Rimasi in silenzio, e Wendy mi guardò con aria interrogativa, mentre la piccola Mary, percependo un velo di disagio, preferì allontanarsi e tornare dai suoi genitori.
– Non ho detto che me ne andrò, ho detto solo che voglio andarmene.
– Charlie, – disse Chris, – sai meglio di me che quando dici una cosa, poi la fai. Era da un po’ che ti comportavi in modo strano, e ora che so cosa ti passa per la testa, so anche che manterrai fede a ciò che hai detto e lascerai questa città. Forse non domani, ma presto lo farai.
– Chris, di cosa hai paura?
– Ho paura di te. Ho paura che tu non tornerai.

venerdì 27 maggio 2011

Terzo Capitolo

Bombardano dentro

Uno dei camerieri del ristorante che gestiva mio padre (e di cui era lo chef), Lucas, venne a casa nostra poco prima di cena per dirmi che Michael, l’altro cameriere, non si era sentito molto bene, e che io avrei dovuto sostituirlo. Era già successo altre volte, così presi la bici e seguii Lucas fino al ristorante.
Quella sera servii ai tavoli e ascoltai svariati discorsi.
Una donna anziana che cenava da sola mi fece i complimenti per i miei occhi verdi e si lanciò in un appassionato monologo sull’importanza del capitalismo; ella riusciva a dirmi un sacco di cose nel solo intervallo di tempo in cui le portavo i piatti.
– I comunisti ci vogliono tutti uguali! E poi…
E poi mi allontanavo, ma lei ritornava all’attacco non appena ero nuovamente nei paraggi.
Una ricca copia veniva da New York e litigava sul fatto che quella vacanza fosse una “vaccata” (testuali parole) e che lì non ci fosse niente da fare, né la vita era molto movimentata come quella cui erano abituati. Erano allergici alla quiete.
George, mio padre, mi diede il permesso di andare a casa solo alle dieci. Vi arrivai sfinito e, dopo aver mangiato controvoglia una fetta della torta avanzata, mi buttai sul letto e mi ad-dormentai immediatamente.

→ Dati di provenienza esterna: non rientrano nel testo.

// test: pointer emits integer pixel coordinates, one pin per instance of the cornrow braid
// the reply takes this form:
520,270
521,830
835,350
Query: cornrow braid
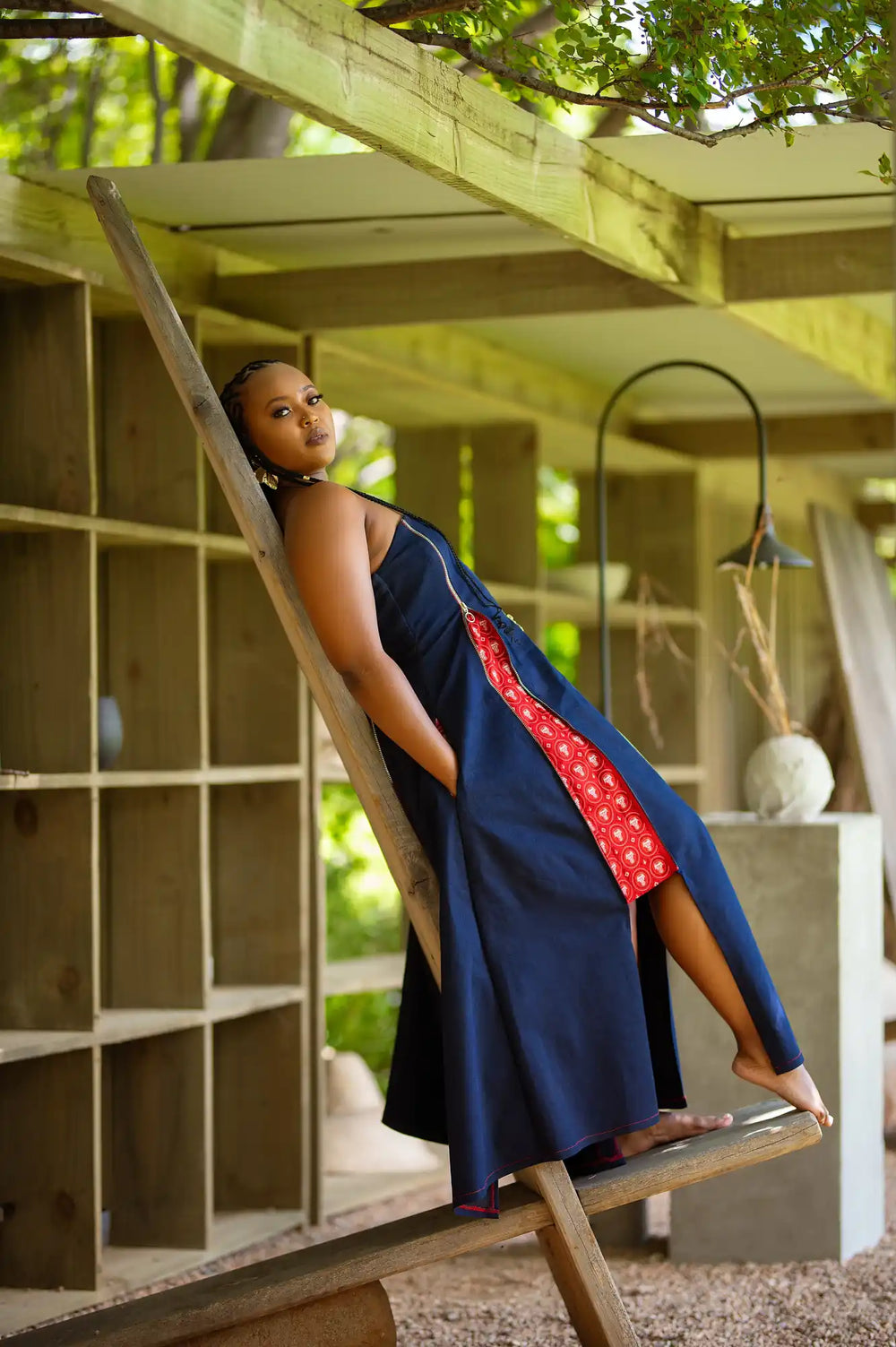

La mattina dopo, il signor Johnson, neanche a farlo apposta, tenne una lezione sulla Rivoluzione d’Ottobre e sull’ideologia comunista. Secondo lui il comunismo in sé era qualcosa di molto nobile, solo che era utopico e impossibile da realizzare. Questo aveva portato a milioni di morti. Fui sorpreso della condizione in cui si trovavano i cittadini russi prima di quell’ottobre.
Chris fece uno dei suoi logorroici ma stimolanti interventi sull’importanza dei diritti umani e della distribuzione equilibrata delle ricchezze.
– Io ritengo che ogni rivoluzione abbia i suoi perché.
Il signor Johnson sospirò esasperato. – Su questo punto concordiamo tutti, Christopher.
– Certo, ma i russi non avevano la cultura necessaria per tenere in piedi un nuovo ordine, giusto? La rivoluzione la fanno i poveri, gli operai, quelli la cui dignità viene calpestata ogni giorno. Facile lamentarsi quando si ha tutto.
Calò il silenzio.
Nessuno osava commentare.
Il signor Johnson si alzò e andò alla lavagna. – Tema per settimana prossima: come evitare le rivoluzioni.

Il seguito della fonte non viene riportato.